Think today’s teenagers are on their phones, not plugging into the real world? Well, not so fast. Students at Mt. Edgecumbe High School are replicating a recent study, attempting to determine how the presence of a cell phone in a classroom affects the way we think. KCAW’s Katherine Rose reports.
There are plenty of distractions in a high school classroom. The intercom, the talkative classmates, that kid crinkling the bag of Cheetos beneath his desk. But perhaps the biggest distraction of all can be found in the pocket of nearly every student.
Cell phones. Students at Mt. Edgecumbe High School have noticed. And right now, junior Muriel Reid and senior Wolf Star Duran are collecting their classmates phones in a cardboard box so they can conduct an experiment.
“Put your phone in the box. We’ll give it to you later,” Reid says.
“You actually have to give your phone up,” their classroom teacher chimes in. “So don’t be like, ‘oh, I don’t have one.’ You do. It’s in your pocket or wherever it is. You actually have to release the device.”
They’re testing to see if merely the presence of cell phones in the room affects cognitive ability. They were inspired by a study they read in their field research class. Reid says in that study, which was conducted at by researchers at the University of Texas- Austin, participants were instructed to take a test, some with their phones nearby, and some without.

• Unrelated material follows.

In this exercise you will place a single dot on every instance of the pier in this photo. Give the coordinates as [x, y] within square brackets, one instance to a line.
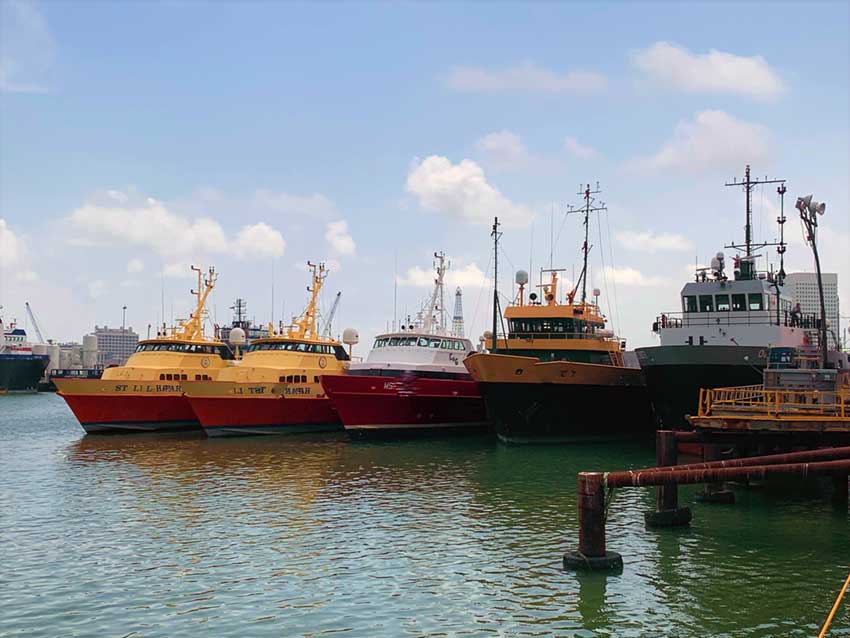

“Students were able to have their phones on the desk, in their backpack and out of the room I believe and the differences in their test scores relating to those,” Reid says.
The results? After testing 800 people, the participants fared better on the computer generated tests when their phones were completely out of the room. When they were asked to place their phones in their bags or on their desks during the test, the scores suffered.
“I brought up the article that I’d found to kids just to talk to them about the use of their phones. Like let’s all be reflective about the use of our device and how it’s making us think, maybe differently. And then I had kids say, ‘Well we should replicate that study,” says science teacher Chohla Moll. She didn’t plan to include this experiment as a part of her curriculum. But her students took such interest. And they were adamant about one thing when it came to the cognitive tests. Pencil and paper only.
“The kids were like ‘We don’t want to do this on a computer,” Moll says. “And I was like, ‘ But we test you on the computer. You take all of your standardized testing, the map testing. Everything’s on the computer, so we should do this on the computer. And they were like NO.”
And they took it a step further.
“I come back over to them, and I said, ‘What are you doing?’” Moll recalls. “‘We’re writing our own cognitive test, Mrs. Moll.'”
Now, in several classrooms, students are taking the cognitive tests Molls’ students wrote. Some students think the presence or absence of their cell phones won’t make a difference. MEHS is a 1-1 school, which means every student has a laptop. They’re used to performing well academically while simultaneously using technology. But Reid and Duran think cell phones have a negative impact on a student’s attention.
“I feel like laptops in general are more of a work thing,” Reid says.
“Computers are less of a phone,” Duran continues. “You can’t have an instagram or a snapchat on your computer. You can’t get text messages. You can, but it won’t beep or buzz, you know, and bring your attention to your phone.”
They’ll go into classrooms again in a couple of days to conduct a second round of testing. Then they’ll compare the results. They think they’ll find data that’s comparable to the study they read. But Moll says it’s okay if they don’t.
“And then my students are like ‘well what if there isn’t?’ And I said ‘Well that’s science!’ It’s okay no matter how it turns out, that’s just the result. I think it’s going to be a lesson for all of us in the end.”
A lesson that might be easier to learn if we put our phones away first.